Perhaps it is running before the file system is mounted read-write. Also, if this already exists, the command would have an error. Or if some of the parent directories don’t exist, then this would be an error. Try changing to:
/bin/mkdir -p /home/mbdilepix/mamamia
(if that works you might also consider explicit settings of permissions)
I tried enabling a simple service on my TX2 with L4T 32.1 with update-rc.d and it didn’t seem to run. Some of
the other files in /etc/init.d did seem to show up with systemctl status. I don’t know
enough about systemd to know how to troubleshoot it.
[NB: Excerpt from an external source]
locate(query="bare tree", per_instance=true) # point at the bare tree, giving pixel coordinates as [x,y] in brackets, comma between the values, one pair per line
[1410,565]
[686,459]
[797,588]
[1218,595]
We start our application with a systemd service file that we install in /usr/lib/systemd/service.
It’s a little more work, but then you can start/stop/enable/disable/status with systemctl,
and you have control over when it runs. the .service file is something like this.
[Unit]
Description=System Control
After=syslog.target network.target
[Service]
WorkingDirectory=/opt/syscontrol
Type=simple
RemainAfterExit=true
ExecStart=/opt/syscontrol/syscontrol_process
Restart=always
[Install]
WantedBy=multi-user.target
You would want to change it a little for a one-shot action.
systemd takes some getting used to, but it’s the way most things are nowadays.
I would agree with @cobrien…if you can do so, then systemd is the cleanest (or most modern way) to add things to run as a service. This also allows you to mark other services as dependencies (e.g., X11 running or network running as prerequisite).